Seven Steps to Make Your Marketing Mix Model Results Actionable

Let’s break it down into a simple, 7-step process to ensure your MMM implementation gives results that are actionable:

  1. Set your boundaries upfront: Identify regions, departments, or other non-negotiable constraints where budget can’t be moved at all. These should be built into your MMM as fixed groups or separations if possible. Important – avoid too much detail: If you slice and dice your campaigns into too many micro-segments, you’ll have statistically not significant results. Strike a balance between granularity and practicality.
  2. Group campaigns by tactics, not just channels: Don’t lump all your Google Ads or Meta Ads into one group. Segment by ad type/tactic — example brand search, generic search, shopping, Performance Max, retargeting. Each tactic operates differently and requires its own segment within the model to generate actionable insights. By categorizing this way, your Marketing Mix Model (MMM) can provide more precise recommendations for budget allocation tailored to each tactic’s unique impact.
  3. Think about your data source: Decide early on what key variables you’re measuring and take into account. Is it spend-to-revenue? Or do you need to add pixel signals from publishers (like clicks, views, and conversions) as intermediate touchpoints?
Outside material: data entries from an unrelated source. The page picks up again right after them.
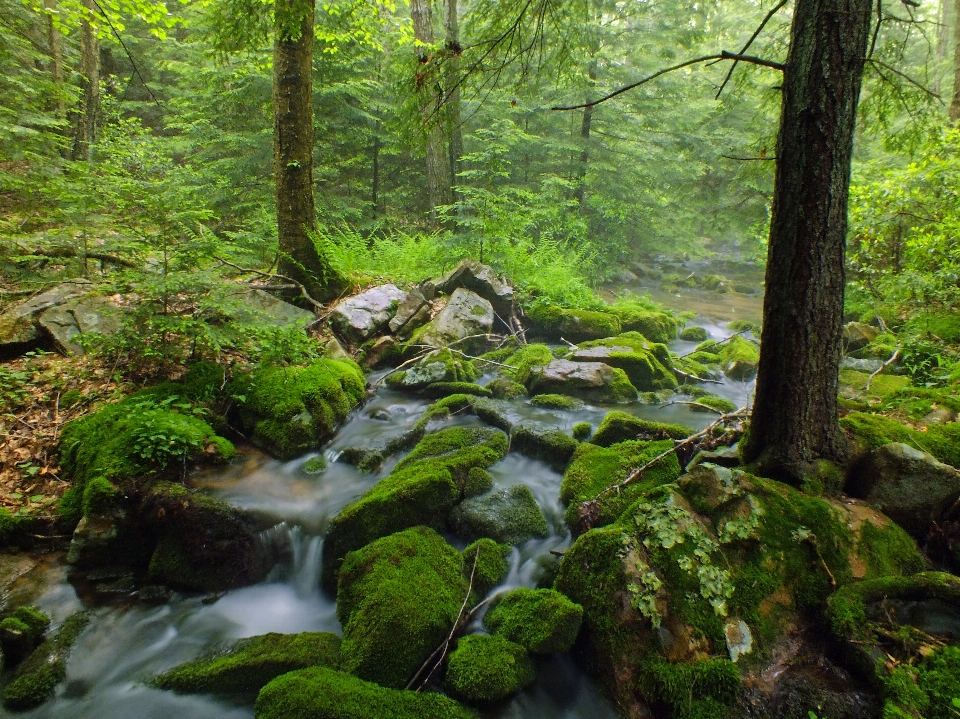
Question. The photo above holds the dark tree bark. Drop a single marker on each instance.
(795, 416)
(293, 148)
(438, 159)
(90, 85)
(955, 102)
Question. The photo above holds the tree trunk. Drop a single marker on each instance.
(795, 416)
(955, 103)
(293, 148)
(90, 85)
(438, 162)
(452, 80)
(55, 43)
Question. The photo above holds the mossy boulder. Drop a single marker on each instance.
(876, 623)
(510, 515)
(739, 358)
(542, 621)
(37, 678)
(619, 426)
(592, 381)
(694, 334)
(397, 599)
(718, 563)
(594, 469)
(21, 633)
(252, 663)
(288, 411)
(421, 490)
(203, 543)
(491, 563)
(484, 669)
(572, 325)
(543, 442)
(654, 325)
(321, 693)
(647, 365)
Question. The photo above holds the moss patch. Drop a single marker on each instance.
(321, 693)
(250, 664)
(540, 620)
(398, 598)
(484, 669)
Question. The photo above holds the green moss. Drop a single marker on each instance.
(648, 366)
(694, 334)
(618, 426)
(397, 599)
(291, 410)
(445, 389)
(542, 621)
(491, 564)
(524, 360)
(506, 389)
(36, 678)
(654, 325)
(582, 431)
(739, 358)
(594, 469)
(556, 401)
(321, 693)
(691, 689)
(421, 490)
(479, 481)
(250, 664)
(485, 669)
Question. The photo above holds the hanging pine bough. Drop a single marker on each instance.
(722, 432)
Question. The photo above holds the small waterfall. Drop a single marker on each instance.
(299, 555)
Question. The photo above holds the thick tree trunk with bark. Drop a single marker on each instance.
(795, 416)
(90, 85)
(293, 148)
(438, 159)
(955, 102)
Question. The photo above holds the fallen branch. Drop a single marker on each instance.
(893, 358)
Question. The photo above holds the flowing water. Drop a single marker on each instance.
(127, 644)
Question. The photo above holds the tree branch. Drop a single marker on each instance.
(724, 55)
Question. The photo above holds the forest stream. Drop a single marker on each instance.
(127, 644)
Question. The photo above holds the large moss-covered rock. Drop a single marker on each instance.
(596, 468)
(554, 323)
(252, 663)
(37, 678)
(397, 599)
(618, 426)
(291, 410)
(542, 621)
(421, 490)
(909, 486)
(321, 693)
(718, 563)
(508, 515)
(485, 669)
(592, 381)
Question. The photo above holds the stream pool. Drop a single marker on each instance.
(126, 643)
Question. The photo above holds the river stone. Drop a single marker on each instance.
(412, 312)
(82, 314)
(466, 314)
(482, 280)
(909, 486)
(857, 335)
(363, 315)
(509, 516)
(18, 324)
(261, 307)
(588, 380)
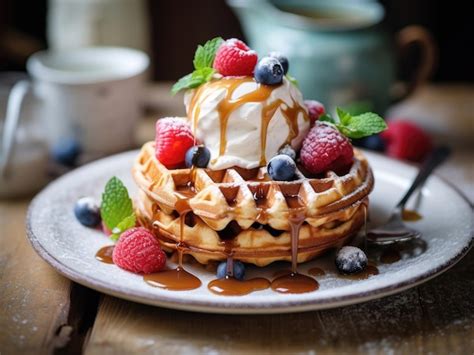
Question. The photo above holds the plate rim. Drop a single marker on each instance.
(210, 307)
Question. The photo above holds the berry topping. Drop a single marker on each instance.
(315, 110)
(198, 156)
(269, 71)
(239, 270)
(173, 139)
(282, 59)
(288, 150)
(324, 148)
(374, 142)
(87, 212)
(235, 58)
(281, 168)
(351, 260)
(405, 140)
(138, 251)
(66, 151)
(105, 229)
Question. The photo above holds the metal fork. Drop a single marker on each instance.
(394, 230)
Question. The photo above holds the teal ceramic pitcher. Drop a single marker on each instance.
(336, 48)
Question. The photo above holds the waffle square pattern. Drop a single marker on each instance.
(244, 213)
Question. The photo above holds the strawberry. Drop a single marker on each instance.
(405, 140)
(324, 148)
(173, 139)
(138, 251)
(235, 58)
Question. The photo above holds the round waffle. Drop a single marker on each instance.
(245, 213)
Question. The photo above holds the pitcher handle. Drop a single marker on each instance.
(421, 37)
(12, 117)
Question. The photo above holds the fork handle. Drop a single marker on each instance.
(437, 156)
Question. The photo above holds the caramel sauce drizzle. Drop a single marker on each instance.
(292, 281)
(105, 254)
(178, 279)
(229, 105)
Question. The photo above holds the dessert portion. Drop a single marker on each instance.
(244, 123)
(252, 175)
(249, 173)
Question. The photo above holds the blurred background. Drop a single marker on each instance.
(174, 28)
(409, 60)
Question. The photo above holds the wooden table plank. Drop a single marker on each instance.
(437, 317)
(34, 299)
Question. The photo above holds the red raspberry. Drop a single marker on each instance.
(324, 148)
(105, 229)
(315, 110)
(235, 58)
(173, 139)
(138, 251)
(405, 140)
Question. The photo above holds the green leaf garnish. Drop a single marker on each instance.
(204, 56)
(327, 118)
(186, 82)
(358, 126)
(116, 208)
(203, 71)
(127, 223)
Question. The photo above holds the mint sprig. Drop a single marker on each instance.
(203, 71)
(355, 126)
(116, 208)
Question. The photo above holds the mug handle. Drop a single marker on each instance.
(12, 117)
(416, 36)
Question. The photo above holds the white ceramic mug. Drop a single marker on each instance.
(89, 94)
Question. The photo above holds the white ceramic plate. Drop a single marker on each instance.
(70, 248)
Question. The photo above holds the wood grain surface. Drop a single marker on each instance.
(42, 312)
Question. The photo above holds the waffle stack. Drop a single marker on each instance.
(245, 213)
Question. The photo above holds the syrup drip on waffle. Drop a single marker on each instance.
(178, 279)
(229, 285)
(229, 105)
(292, 281)
(105, 254)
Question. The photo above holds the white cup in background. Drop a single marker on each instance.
(92, 94)
(89, 94)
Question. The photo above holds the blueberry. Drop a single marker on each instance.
(288, 150)
(66, 151)
(87, 212)
(374, 142)
(198, 156)
(239, 270)
(351, 260)
(269, 71)
(281, 168)
(282, 59)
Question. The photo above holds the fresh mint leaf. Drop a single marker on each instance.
(359, 126)
(204, 56)
(126, 223)
(203, 74)
(116, 204)
(186, 82)
(344, 117)
(365, 125)
(292, 80)
(327, 118)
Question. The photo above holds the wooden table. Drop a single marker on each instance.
(43, 312)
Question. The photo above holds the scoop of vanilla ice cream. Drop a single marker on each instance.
(243, 132)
Also ensure to be covering offline signals otherwise, the background will absorb all the contributions.
  4. Collect clean and structured data: Remember, “garbage in, garbage out” – if your input data is messy or inconsistent, your Marketing Mix Model (MMM) results will be, too. Ensure your data sources are clean, structured, and aligned with the tactical segments you’ve defined. Consistency is key to generating actionable insights. When your data is reliable, your model’s recommendations will be as well.
  5. Test your MMM on a small scale first: Before you apply the model across all campaigns, test it on a subset of your data. See if the model provides actionable recommendations for this smaller test case – which you think makes reasonable sense. Adjust the boundaries or grouping if needed.
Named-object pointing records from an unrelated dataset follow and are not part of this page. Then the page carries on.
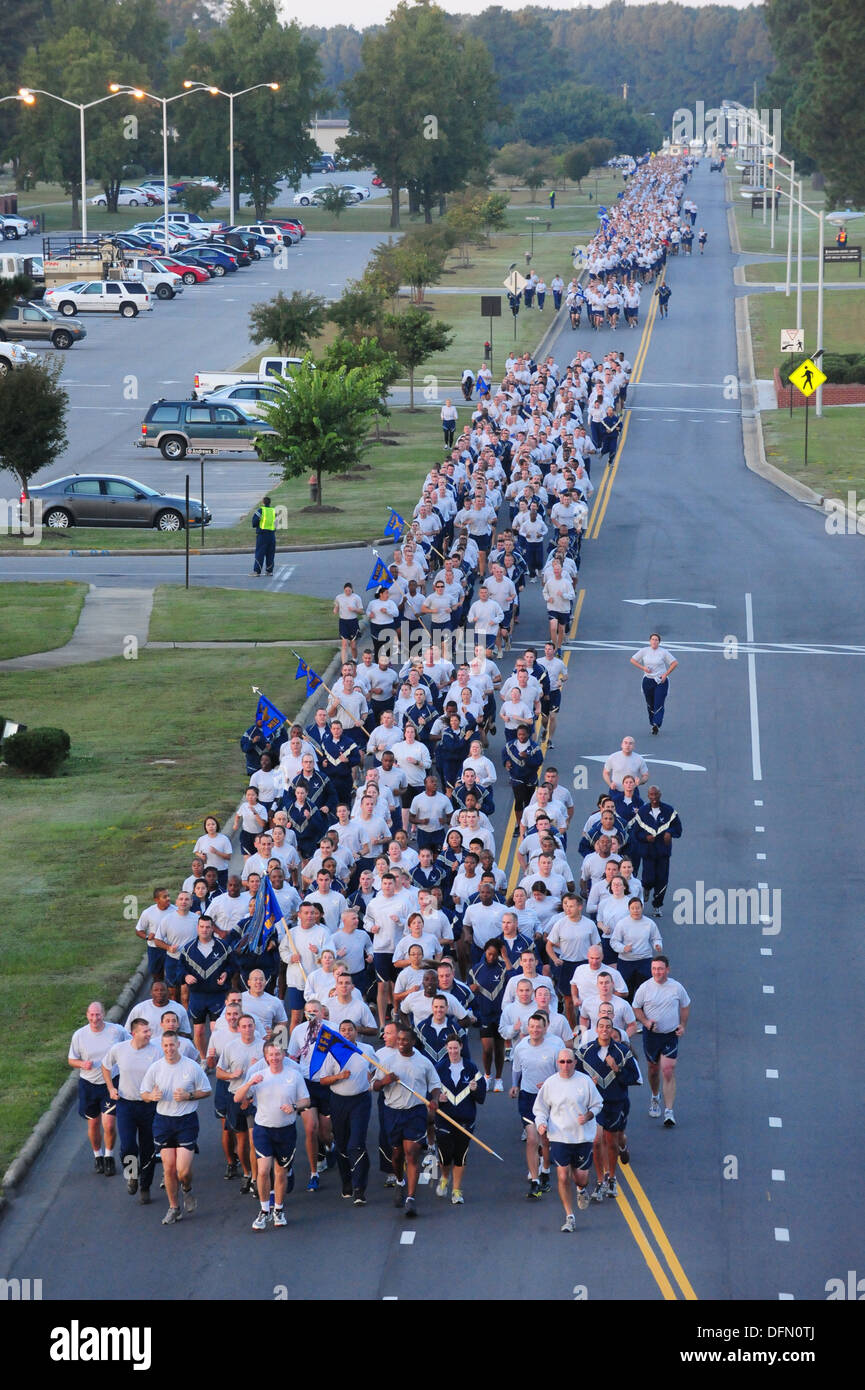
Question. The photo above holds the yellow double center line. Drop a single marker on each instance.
(611, 470)
(661, 1253)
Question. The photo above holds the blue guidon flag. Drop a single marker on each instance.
(259, 929)
(330, 1043)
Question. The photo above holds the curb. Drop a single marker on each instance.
(234, 549)
(46, 1125)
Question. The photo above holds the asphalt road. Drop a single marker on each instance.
(764, 610)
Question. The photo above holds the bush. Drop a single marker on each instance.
(38, 751)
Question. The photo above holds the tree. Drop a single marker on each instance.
(576, 164)
(288, 321)
(321, 420)
(419, 263)
(416, 338)
(271, 128)
(358, 310)
(32, 419)
(198, 199)
(344, 353)
(419, 104)
(120, 132)
(334, 199)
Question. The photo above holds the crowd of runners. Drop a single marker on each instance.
(365, 843)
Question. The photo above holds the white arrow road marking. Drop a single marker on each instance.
(662, 762)
(679, 602)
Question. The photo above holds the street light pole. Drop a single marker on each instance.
(203, 86)
(29, 95)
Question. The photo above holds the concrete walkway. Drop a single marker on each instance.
(107, 620)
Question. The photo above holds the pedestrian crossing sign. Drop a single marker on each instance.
(807, 377)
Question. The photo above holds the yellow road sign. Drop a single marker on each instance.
(807, 377)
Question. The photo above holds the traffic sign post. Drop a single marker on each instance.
(807, 378)
(491, 307)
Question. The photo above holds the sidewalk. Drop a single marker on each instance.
(107, 620)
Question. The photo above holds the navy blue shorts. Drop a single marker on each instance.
(570, 1155)
(175, 1130)
(613, 1115)
(220, 1100)
(276, 1143)
(156, 962)
(319, 1097)
(203, 1007)
(526, 1107)
(93, 1100)
(174, 972)
(659, 1044)
(405, 1125)
(237, 1119)
(383, 962)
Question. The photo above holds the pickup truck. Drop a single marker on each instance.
(209, 381)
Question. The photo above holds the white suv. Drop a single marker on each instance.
(113, 296)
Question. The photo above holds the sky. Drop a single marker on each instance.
(376, 11)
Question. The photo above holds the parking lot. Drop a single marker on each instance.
(124, 364)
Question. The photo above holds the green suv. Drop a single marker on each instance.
(181, 427)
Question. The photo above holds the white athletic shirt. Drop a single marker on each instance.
(658, 660)
(175, 1076)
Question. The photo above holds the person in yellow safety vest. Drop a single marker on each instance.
(264, 526)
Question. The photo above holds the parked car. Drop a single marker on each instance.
(156, 280)
(213, 256)
(248, 395)
(189, 274)
(34, 323)
(13, 356)
(177, 427)
(313, 195)
(109, 499)
(113, 296)
(125, 198)
(13, 227)
(209, 382)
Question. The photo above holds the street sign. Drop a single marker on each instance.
(793, 339)
(807, 377)
(515, 284)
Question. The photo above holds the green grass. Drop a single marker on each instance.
(843, 324)
(36, 617)
(238, 616)
(836, 460)
(754, 236)
(77, 849)
(775, 273)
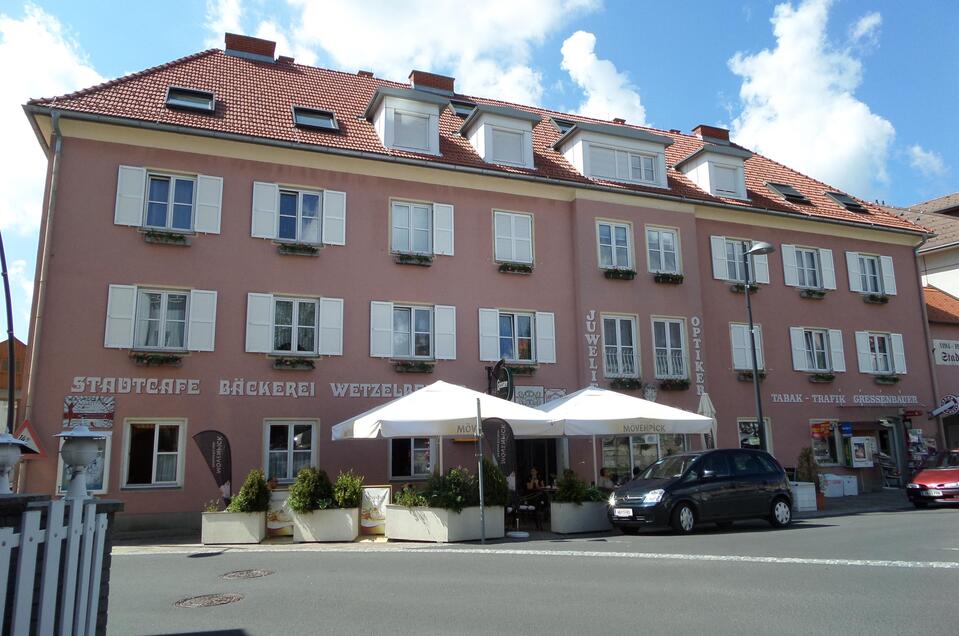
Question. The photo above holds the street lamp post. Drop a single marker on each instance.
(756, 249)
  6. Ensure clean results: ensure the MMM gives you a clear indication of the ROI of each campaign type/region/department group. Ideally, given as factors of the ROI attributed vs. analyzed with the regressions. The variability of the data needs to be given – so if you have a flat spend/contribution for most channels, the models will not find any interesting insights in comparison to when you’ve movements/changes/seasonality etc.
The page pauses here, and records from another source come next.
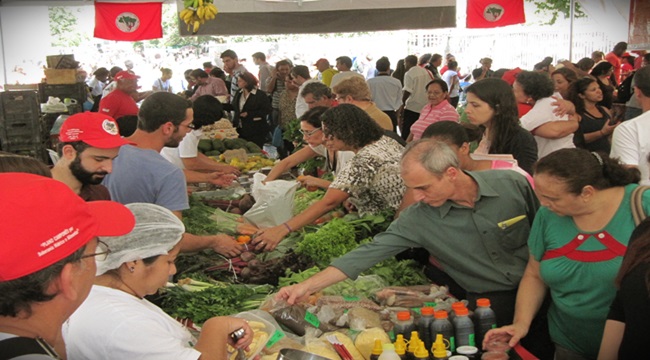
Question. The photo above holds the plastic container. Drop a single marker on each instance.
(494, 355)
(400, 349)
(413, 345)
(376, 350)
(421, 352)
(463, 329)
(263, 331)
(454, 307)
(470, 351)
(423, 326)
(484, 318)
(404, 325)
(442, 326)
(439, 349)
(389, 353)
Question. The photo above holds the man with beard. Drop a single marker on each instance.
(88, 144)
(141, 174)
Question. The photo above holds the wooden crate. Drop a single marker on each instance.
(60, 76)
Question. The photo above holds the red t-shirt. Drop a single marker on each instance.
(616, 63)
(118, 104)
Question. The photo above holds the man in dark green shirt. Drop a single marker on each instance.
(475, 224)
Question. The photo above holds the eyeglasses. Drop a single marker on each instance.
(191, 126)
(309, 133)
(103, 251)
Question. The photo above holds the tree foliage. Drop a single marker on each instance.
(63, 27)
(555, 8)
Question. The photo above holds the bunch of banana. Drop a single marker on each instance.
(196, 12)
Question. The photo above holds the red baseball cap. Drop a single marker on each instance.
(93, 128)
(44, 221)
(511, 75)
(125, 75)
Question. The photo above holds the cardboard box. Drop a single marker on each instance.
(60, 76)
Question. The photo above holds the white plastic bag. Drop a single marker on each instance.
(273, 201)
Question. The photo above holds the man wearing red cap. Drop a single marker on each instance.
(88, 144)
(48, 264)
(120, 101)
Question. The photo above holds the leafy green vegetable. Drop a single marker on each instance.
(332, 240)
(303, 199)
(201, 219)
(204, 300)
(294, 278)
(399, 273)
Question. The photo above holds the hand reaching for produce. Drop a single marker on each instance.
(246, 229)
(294, 293)
(226, 245)
(268, 239)
(510, 333)
(228, 169)
(221, 179)
(311, 183)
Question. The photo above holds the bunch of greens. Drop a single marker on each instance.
(399, 273)
(201, 219)
(297, 277)
(201, 300)
(332, 240)
(303, 199)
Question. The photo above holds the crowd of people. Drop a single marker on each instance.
(519, 184)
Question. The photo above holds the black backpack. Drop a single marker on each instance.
(625, 90)
(20, 346)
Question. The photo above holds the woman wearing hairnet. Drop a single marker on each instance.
(116, 322)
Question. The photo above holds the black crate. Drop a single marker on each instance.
(36, 150)
(19, 106)
(78, 91)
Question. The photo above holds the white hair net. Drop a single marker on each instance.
(157, 230)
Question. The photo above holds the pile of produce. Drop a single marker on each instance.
(215, 147)
(221, 129)
(200, 300)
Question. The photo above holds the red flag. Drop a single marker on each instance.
(128, 21)
(494, 13)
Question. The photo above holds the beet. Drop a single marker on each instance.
(247, 256)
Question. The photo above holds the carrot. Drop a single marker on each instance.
(243, 239)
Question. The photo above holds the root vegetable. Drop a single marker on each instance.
(247, 256)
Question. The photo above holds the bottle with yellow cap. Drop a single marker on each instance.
(400, 348)
(439, 350)
(421, 352)
(413, 344)
(389, 353)
(376, 350)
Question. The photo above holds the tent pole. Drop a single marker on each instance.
(572, 15)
  7. Integrate results into your optimization: As a final step, implement the guidance for the MMM (ideally factors on pixels or tracking ) into your ongoing optimization process. (Note: if you’re a Nexoya customer, please reach out to your customer success manager to activate the upload for your MMM factors and run the calibration process. This will allow you to see the calibrated MMM factors directly within the Nexoya platform and make it actionable on the weekly optimizations as well as simulations.)

Summary

The key to successful MMM implementation is ensuring the model produces insights that can be directly applied to your performance marketing efforts. Avoid broad channel-level generalizations – instead, group campaigns by tactics, set clear boundaries and ensure data is clean and consistent. By following a structured approach, your MMM can become a powerful tool to guide budget allocation and drive improved performance across your digital marketing channels.